Today’s team review comes from Terry, she blogs at http://terrytylerbookreviews.blogspot.co.uk/
Terry chose to read and review Rosetta by Simon Cornish
Rosetta by Simon Cornish
3.5 out of 5 stars
Reviewed by me as part of Rosie Amber’s Book Review Team
I quite liked this; it’s a terrific plot. Following the unexpected death of his old university professor, Graham Chandlers travels to Exeter for the funeral. He is bewildered by the strange ritual performed by the professor’s adopted daughter at the funeral service, a ritual delivered in an ancient language that only a handful of paleolinguists, Graham included, would have a hope of understanding. He is drawn in further when he studies the professor’s private journals that hint at a cover-up concerning the professor’s last dig.

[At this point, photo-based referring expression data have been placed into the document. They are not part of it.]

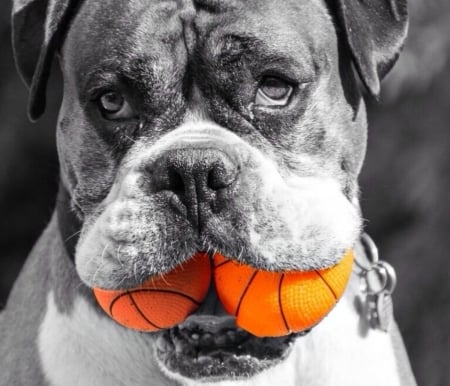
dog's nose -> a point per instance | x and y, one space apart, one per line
201 180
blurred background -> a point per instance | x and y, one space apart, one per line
405 182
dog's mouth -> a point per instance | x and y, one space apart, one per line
212 348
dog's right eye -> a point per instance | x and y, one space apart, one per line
113 105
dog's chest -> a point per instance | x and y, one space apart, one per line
82 348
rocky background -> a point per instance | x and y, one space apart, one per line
405 182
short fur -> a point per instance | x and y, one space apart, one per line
190 70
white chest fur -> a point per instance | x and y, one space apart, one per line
83 349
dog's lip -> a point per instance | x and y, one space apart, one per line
207 347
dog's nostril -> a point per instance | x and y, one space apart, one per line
176 182
221 175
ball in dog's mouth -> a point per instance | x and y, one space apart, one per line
208 348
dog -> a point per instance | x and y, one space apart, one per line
199 125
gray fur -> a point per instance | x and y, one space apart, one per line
190 71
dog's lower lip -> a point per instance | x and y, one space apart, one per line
215 350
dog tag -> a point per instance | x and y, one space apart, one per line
384 311
378 281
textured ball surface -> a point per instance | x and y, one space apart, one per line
270 304
160 302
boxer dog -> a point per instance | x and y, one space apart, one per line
199 125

This short novella is intelligently written and unusual. It’s a shame, though, that it wasn’t a bit longer with a less abrupt resolution; the story lends itself more to a full length novel, or at least a longer novella. I felt that it needed another redraft and perhaps a closer edit. Example: ‘they ate sitting at the table by the double sash windows’. Why ‘double sash’? Just ‘window’ would have been enough, or even ‘they ate at a table by the window’ (most people sit when eating, it’s not necessary to state it). I know that’s a little nit-picking, but it’s just one that jumped out at me. Novellas work best when they contain absolutely no superfluous information; some of it seemed to come directly from the research notes. Had the story been longer, such sections might have fitted in more smoothly. It could do with another proofread; there are a fair few punctuation errors.
I thought the characterisation of Tinkerbell, the jovial and hard drinking Dr Timothy Bell, was excellent, the exchanges between him and Graham spot on. I liked some of the observations very much: ‘there was a stillness to the place that was both restful and lonely’ (that gave possibly the best impression of the house), also: ‘Funerals are never nice, people say they are nice or that the service was lovely, but mostly funerals are just uncomfortable’, and the one with which the story begins: ‘There is a denial of finality that comes with the arrogance of youth.’
To sum up: a great idea, nicely written, needs a bit of tidying up and perhaps a tad more punch. Graham Chandlers is a quietly appealing character who could be taken further, I think, and I am sure that people who enjoy stories of cover-ups and mysteries will like it.